Qualche sera dopo sono in compagnia di alcune ragazze di Anita’s Home. È saltata una lampadina, e sparecchiamo la tavola aiutandoci con torce e qualche candela.
In questi anni le ragazze di Anita mi hanno insegnato così tante cose che ogni tanto mi concedono un ripasso. Parliamo del buio, di qualche storia a base di fantasmi, cimiteri e spiriti del bosco. Sembra il romanticismo scandinavo. Poi una di loro racconta che la settimana precedente è tornata per qualche giorno a fare visita alla nonna, che vive sola in una baraccopoli dall’altra parte della città. Lavora? Sì, lavora. Ma in un quartiere un po’ lontano, come donna delle pulizie. Tornare a casa le prende più di un’ora, e la sera deve fare presto. È pericoloso girare col buio. E non per i fantasmi, che sono belle storie da raccontare e far paura ai bambini. Per i ladri, i ladri veri. Quelli sono capaci di prenderti tutto, e di lasciarti con niente. Ci vorrebbero dei bei lampioni, come quelli che hanno messo a Riruta.

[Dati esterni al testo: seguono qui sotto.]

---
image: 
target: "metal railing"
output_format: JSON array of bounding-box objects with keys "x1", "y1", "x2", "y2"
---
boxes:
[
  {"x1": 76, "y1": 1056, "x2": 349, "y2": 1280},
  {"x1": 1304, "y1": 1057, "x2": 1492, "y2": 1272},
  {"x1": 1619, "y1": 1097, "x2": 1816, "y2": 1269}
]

Ah, la magia del presepe allora può far male…?
Prendo attentamente appunti anche questa volta: voler tenere spenti i lampioni a Riruta, perché è più affascinante ed evocativo per le poche volte che mi capita di passarci di notte, non si fa. Per chi ci vive, tutti i giorni, sono una grossa risorsa, un aiuto che li fa camminare sicuri anche la notte, in contesti difficili. Bisogna stare attenti prima di giudicare le cose.
Ma io, penso tra me e me, i lampioni li vorrei levare anche dal mio quartiere. Per far posto a un po’ di mistero.
E creare zone dove è pericoloso camminare la notte, come era a Riruta? No. Bisogna che ne parli con Mary, con Judit, e con le altre ragazze di Anita. Per trovare una soluzione. C’è da coniugare penombra e lume di candela; bisogna che la scoperta ed il fascino innato della natura non vengano schiacciati dall’imposizione della tecnica; al tempo stesso che le persone possano godere delle bellezze incontaminate in tutta tranquillità. Intravedere chi mi viene incontro e lanciarmi con fiducia nella relazione, cercando di non finire tra le mani di un brigante.
Unire libertà e sicurezza, piacere e garanzia, è una sfida a cui ci richiamano i nostri giorni.
Già, bisogna che ne parli con le ragazze di Anita.
So che loro hanno spesso soluzioni intelligenti.